I am a software engineering graduate student in the computer science department at The University of British Columbia. My research interests center on human aspects of software development and include developer productivity, developer-tool interaction, and workflow automation.
MSc in Computer Science, 2018
The University of British Columbia
BSc Honours in Math & Stats, 2013
BSc in Computer Science, 2013
Source code histories are commonly used by developers and researchers to reason about how software evolves. Through a survey with 42 professional software developers, we learned that developers face significant mismatches between the output provided by developers' existing tools for examining source code histories and what they need to successfully complete their historical analysis tasks. To address these shortcomings, we propose CodeShovel, a tool for uncovering method histories that quickly produces complete and accurate change histories for 90% methods (including 97% of all method changes) outperforming leading tools from both research (e.g, FinerGit) and practice (e.g., IntelliJ / git log). CodeShovel helps developers to navigate the entire history of source code methods so they can better understand how the method evolved. A field study on industrial code bases with 16 industrial developers confirmed our empirical findings of CodeShovel’s correctness, low runtime overheads, and additionally showed that the approach can be useful for a wide range of industrial development tasks.
To complete a software development task, a software developer often consults artifacts which mostly consist of natural language text, such as API documentation, bug reports, and Q&A forums. Not all information within these artifacts is relevant to a developer’s current task, forcing them to filter through large amounts of irrelevant information, a frustrating and time-consuming activity. Since failing to locate relevant information may lead developers to incorrect or incomplete solutions, many approaches attempt to automatically extract relevant information from natural language artifacts. However, existing approaches are able to identify relevant text only for certain types of tasks and artifacts. To explore how these limitations could be relaxed, we conducted a controlled experiment in which we asked 20 software developers to examine 20 natural language artifacts consisting of 1,874 sentences and highlight the text they considered relevant to six software development tasks. Although the 2,463 distinct highlights participants created indicate variability in the perceived relevance of the text, the information considered key to completing the tasks was consistent. We observe consistency in the text using frame semantics, an approach that captures the key meaning of sentences, suggesting that frame semantics can be used in the future to automatically identify task-relevant information in natural language artifacts.

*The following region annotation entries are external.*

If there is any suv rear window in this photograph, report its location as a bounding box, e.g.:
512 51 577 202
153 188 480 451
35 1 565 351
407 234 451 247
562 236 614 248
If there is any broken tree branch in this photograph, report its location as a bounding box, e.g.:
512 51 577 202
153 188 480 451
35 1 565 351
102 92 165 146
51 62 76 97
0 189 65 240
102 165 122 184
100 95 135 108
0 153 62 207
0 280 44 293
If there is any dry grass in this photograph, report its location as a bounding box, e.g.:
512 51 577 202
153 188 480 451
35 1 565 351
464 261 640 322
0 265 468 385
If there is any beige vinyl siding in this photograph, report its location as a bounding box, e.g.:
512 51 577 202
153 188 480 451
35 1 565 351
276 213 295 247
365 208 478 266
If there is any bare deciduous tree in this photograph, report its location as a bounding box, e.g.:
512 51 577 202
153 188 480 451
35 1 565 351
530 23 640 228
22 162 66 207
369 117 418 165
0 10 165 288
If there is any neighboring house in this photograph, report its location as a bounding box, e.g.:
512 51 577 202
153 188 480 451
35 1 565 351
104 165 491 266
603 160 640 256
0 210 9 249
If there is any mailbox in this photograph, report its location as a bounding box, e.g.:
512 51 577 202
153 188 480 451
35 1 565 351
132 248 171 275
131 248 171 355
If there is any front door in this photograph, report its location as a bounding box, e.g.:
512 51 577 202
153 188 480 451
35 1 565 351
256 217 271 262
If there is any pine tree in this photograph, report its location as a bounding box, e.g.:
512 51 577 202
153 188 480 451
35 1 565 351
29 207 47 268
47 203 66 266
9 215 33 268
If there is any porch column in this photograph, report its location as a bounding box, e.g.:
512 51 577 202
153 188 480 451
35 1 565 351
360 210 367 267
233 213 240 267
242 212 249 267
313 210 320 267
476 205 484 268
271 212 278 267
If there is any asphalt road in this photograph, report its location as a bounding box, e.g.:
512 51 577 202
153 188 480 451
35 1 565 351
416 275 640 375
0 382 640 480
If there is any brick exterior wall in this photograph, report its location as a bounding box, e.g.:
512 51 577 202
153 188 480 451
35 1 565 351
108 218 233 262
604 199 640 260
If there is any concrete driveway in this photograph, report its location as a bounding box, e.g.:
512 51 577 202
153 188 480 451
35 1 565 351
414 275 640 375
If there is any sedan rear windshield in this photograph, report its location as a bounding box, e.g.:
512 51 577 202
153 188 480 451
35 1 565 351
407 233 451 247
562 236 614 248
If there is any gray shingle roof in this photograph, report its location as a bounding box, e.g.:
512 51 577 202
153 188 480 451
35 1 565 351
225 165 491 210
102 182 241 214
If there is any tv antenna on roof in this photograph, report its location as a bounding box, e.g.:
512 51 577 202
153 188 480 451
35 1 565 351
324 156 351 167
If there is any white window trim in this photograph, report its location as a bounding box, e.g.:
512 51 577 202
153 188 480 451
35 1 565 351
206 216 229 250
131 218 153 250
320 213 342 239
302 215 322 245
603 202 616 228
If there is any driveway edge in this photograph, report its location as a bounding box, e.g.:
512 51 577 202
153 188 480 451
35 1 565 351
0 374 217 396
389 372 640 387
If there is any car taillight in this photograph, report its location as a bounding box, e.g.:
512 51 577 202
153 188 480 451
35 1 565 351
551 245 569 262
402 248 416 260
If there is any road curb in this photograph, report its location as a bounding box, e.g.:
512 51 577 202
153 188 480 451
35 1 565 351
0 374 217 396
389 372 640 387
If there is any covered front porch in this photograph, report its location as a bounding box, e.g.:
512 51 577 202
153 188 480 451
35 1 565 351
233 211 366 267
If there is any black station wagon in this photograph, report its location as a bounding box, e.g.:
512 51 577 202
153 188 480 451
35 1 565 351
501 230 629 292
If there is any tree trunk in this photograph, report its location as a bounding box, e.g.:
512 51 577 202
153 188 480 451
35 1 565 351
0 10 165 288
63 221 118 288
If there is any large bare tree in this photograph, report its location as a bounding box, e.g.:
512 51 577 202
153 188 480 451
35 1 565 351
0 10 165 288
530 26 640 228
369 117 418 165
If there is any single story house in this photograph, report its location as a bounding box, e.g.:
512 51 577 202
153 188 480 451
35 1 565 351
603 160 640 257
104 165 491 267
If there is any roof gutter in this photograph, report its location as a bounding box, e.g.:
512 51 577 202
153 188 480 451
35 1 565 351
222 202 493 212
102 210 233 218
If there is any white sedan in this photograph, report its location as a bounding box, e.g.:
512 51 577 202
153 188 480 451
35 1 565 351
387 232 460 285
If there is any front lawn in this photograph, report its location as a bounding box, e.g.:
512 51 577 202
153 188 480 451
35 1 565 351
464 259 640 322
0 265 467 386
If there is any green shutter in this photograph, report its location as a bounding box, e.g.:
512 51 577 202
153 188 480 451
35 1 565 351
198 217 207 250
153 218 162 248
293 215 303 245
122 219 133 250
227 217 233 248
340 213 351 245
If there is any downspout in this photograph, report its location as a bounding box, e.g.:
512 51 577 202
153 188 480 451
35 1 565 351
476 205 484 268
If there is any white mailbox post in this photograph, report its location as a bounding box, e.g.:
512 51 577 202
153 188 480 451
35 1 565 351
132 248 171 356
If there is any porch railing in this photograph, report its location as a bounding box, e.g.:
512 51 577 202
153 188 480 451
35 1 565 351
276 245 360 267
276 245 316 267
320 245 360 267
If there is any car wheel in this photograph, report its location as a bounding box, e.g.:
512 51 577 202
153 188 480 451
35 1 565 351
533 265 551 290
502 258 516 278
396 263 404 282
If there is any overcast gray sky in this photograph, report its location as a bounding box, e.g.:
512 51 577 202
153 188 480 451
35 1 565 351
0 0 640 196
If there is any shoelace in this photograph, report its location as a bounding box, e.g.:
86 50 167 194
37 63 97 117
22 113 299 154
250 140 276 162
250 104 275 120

Building and maintaining modern software systems requires developers to perform a variety of tasks that span various tools and information sources. The crosscutting nature of these development tasks requires developers to maintain complex mental models and forces them (a) to manually split their high-level tasks into low-level commands that are supported by the various tools, and (b) to (re)establish their current context in each tool. In this paper we present Devy, a Conversational Developer Assistant (CDA) that enables developers to focus on their high-level development tasks. Devy reduces the number of manual, often complex, low-level commands that developers need to perform, freeing them to focus on their high-level tasks. Specifically, Devy infers high-level intent from developer’s voice commands and combines this with an automatically-generated context model to determine appropriate workflows for invoking lowlevel tool actions; where needed, Devy can also prompt the developer for additional information. Through a mixed methods evaluation with 21 industrial developers, we found that Devy provided an intuitive interface that was able to support many development tasks while helping developers stay focused within their development environment. While industrial developers were largely supportive of the automation Devy enabled, they also provided insights into several other tasks and workflows CDAs could support to enable them to better focus on the important parts of their development tasks.